日本では表示義務などはなく、一部の企業が低減に取り組んではいるものの、お菓子類によく入っているのは裏ラベルをみればわかりますし、サクッと揚がるということで揚げ油に使用されている場合があるそうです。

(注:トランス脂肪酸の含有率は製品によって異なり、トランス脂肪酸フリーのマーガリンショートニングもあり、ちょっと高価です。)



これはちょっと置いておいて、気になったのは、

お話した相手が、結局、人工的に作った食品が、健康の害がない、もしくは自然のものと同じレベルならいいんじゃないかと言ったとことです。

びっくりです。

有機農業も、慣行農業も、出来たものが一緒ならどっちでもいい、そういう考え方なのかな・・・・・、と。

有機を選ぶ人の「こだわりすぎる姿勢」について、

「そんなに怖がらなくても大丈夫」、「そのほうがストレスだ」

という人は大勢いると思いますし、

その気持ちは分からなくもありません。

しかしオーガニック=ストイックという印象が強いのが残念です。。。


こだわりすぎるのと、本来のオーガニックはまったく違うものだと思います。

オーガニックは、むしろ受け入れる、おおらかな気持ちのものだと思います。

ただし受け入れるのは経済的価値観とか、化学的なもの、人為的なものではなく、

天候などによる生産量・味・形の不安定さや、動植物との共存などです。


出来たものが同じでも、作られる過程が違うということは世の中への影響が違います。精神的なもの、文化も変わってきますよね。

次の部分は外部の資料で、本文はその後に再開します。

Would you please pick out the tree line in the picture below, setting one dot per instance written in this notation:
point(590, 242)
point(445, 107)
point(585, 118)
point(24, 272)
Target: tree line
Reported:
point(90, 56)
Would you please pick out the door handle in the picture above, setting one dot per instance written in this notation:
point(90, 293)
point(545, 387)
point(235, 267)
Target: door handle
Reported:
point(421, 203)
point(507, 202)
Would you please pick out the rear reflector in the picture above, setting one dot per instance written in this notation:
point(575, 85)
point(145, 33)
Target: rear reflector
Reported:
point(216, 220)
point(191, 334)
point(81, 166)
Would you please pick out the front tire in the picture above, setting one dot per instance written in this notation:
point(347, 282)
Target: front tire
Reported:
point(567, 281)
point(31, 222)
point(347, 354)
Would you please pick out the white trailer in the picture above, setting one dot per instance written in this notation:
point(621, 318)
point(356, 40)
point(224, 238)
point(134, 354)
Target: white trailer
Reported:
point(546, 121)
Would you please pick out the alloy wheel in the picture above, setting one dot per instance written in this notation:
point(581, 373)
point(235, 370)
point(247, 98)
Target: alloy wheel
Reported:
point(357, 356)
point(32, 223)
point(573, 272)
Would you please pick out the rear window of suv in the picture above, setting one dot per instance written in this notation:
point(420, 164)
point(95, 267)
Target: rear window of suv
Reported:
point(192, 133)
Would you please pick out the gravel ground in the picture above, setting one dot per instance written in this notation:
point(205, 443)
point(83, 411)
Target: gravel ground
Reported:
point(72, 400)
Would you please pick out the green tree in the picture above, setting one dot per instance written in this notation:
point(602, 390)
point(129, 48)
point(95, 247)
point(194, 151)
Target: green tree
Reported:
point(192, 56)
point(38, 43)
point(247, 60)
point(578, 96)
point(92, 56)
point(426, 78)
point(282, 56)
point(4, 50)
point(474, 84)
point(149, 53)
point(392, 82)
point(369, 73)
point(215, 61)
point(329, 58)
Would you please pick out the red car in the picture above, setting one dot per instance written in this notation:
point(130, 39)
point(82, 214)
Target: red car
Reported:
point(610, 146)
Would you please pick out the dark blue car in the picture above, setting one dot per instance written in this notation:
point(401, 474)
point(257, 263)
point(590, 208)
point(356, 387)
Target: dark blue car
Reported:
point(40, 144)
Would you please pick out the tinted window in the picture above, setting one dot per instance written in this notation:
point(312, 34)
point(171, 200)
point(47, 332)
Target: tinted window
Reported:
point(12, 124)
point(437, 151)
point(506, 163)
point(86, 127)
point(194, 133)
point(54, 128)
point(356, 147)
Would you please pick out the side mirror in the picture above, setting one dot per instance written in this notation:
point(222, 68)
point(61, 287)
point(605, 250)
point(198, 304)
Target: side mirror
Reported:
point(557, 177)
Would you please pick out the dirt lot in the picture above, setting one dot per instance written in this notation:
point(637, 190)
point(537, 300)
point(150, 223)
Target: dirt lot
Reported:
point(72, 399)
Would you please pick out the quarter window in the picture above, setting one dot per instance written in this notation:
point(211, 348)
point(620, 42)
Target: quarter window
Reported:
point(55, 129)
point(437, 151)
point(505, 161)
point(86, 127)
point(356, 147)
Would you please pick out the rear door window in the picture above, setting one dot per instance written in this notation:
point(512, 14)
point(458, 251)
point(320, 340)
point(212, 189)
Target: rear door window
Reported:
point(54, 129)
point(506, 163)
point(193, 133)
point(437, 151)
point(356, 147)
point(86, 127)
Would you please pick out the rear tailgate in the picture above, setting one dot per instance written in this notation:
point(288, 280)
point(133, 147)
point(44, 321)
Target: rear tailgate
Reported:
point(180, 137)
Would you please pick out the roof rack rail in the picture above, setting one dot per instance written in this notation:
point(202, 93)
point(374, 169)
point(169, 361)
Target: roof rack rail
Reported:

こういったことが、言われればわかるけど、とっさには思い浮かばないのは、やはり生産と消費が遠く離れているからでしょうか。



経済、健康、嗜好、自然など、いくつかの価値観をそれぞれの割合で持っていて、選択自由な世の中です。

でも、生産現場を見ればどっちを食べたいと思うかはまた変わってくるんだろうなと思います。